Ahí estaba Maguire, sentado en una silla rodeada de paquetes y cajas en un cuarto de ladrillos vistos. Una bombilla desnuda le daba un halo a su cráneo de pelo escaso, que brillaba, rosado. También estaba Dork, abstraído con un pastel. Henry B. hacía solitarios. El trío estaba rodeado de montañas de revistas, millares de revistas, cuyas portadas relucían con un brillo virginal y, de alguna manera, carnal.
Maguire levantó la vista, dejando de lado sus cálculos.
—Vidrioso
[4]
—dijo. Siempre usaba el mismo mote.
Ronnie contempló la habitación, tratando de adivinar desde lejos qué serían esos tesoros amontonados.
—Entra —dijo Henry B.—. ¿Una partida?
—No te quedes tan serio —le tranquilizó Maguire—, no es más que mercancía.
Una especie de horror sordo le impelió a acercarse a una de las pilas de revistas y abrir el ejemplar superior.
Clímax erótico,
decía la portada,
Pornografía a todo color para el adulto que sabe lo que quiere. Texto en inglés, alemán y francés.
Sin poder reprimir su impulso, se puso a ojearla, con la cara roja de vergüenza y oyendo a medias la andanada de bromas y amenazas que Maguire le chillaba.
En cada página aparecían multitud de imágenes obscenas. Nunca había visto nada parecido en su vida. Todos los actos sexuales posibles entre adultos que consentían en ello (y quienes lo hacían no podían ser más que acróbatas drogados) estaban descritos hasta el más mínimo detalle. Los actores de esos vergonzosos espectáculos le sonreían, con los ojos vidriosos, mientras se quitaban de encima los jugos sexuales, sin rastro de vergüenza o de culpabilidad en la cara, que tenían arrebolada de lujuria. Exhibían todas las rajas, ranuras, arrugas y granos de su cuerpo, desnudos más allá de la desnudez. Aquellas escenas tan crudas le revolvieron el estómago.
Cerró la revista y echó un vistazo a otra pila. Caras distintas, pero apareamientos igual de furiosos. Había para todos los gustos. Los títulos indicaban los deleites que podían encontrarse al abrir las revistas.
Extrañas mujeres encadenadas,
decía una.
Esclavo del condón,
prometía otra.
Amante labrador,
con el retrato en portada, enfocando perfectamente hasta el más mínimo pelo húmedo.

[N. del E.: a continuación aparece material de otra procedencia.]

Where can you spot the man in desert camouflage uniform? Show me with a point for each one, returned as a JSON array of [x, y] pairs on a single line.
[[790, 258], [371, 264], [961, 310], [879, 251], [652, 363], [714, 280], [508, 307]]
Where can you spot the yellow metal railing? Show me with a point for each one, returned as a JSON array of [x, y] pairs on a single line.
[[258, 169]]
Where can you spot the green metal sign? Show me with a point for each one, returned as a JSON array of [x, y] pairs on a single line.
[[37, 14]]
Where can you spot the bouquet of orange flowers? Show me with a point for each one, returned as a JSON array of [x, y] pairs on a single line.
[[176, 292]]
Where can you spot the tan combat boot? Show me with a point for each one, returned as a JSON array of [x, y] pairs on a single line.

Poco a poco la voz gastada por el tabaco de Michael Maguire se fue filtrando en el aturdido cerebro de Ronnie. Intentaba engatusarle; o, peor aún, se mofaba de él, de una manera sutil, por su ingenuidad.
—Tarde o temprano tenías que descubrirlo —dijo—. Supongo que cuanto antes mejor, ¿no? No hay nada de malo en ello. Sólo un poco de diversión.
Ronnie agitó la cabeza violentamente, tratando de borrar las imágenes que se le habían grabado en la retina. Ya empezaban a multiplicarse, invadiendo un territorio que no sospechaba siquiera esas posibilidades. Imaginaba a perros labradores paseándose por la calle vestidos de cuero, bebiendo de los cuerpos de putas atadas. Le asustaba la manera en que esas imágenes le acudían a la mente, una nueva abominación en cada página. Creyó que lo enloquecerían si no entraba en acción.
—Horrible —fue todo lo que pudo decir—. Horrible. Horrible. Horrible.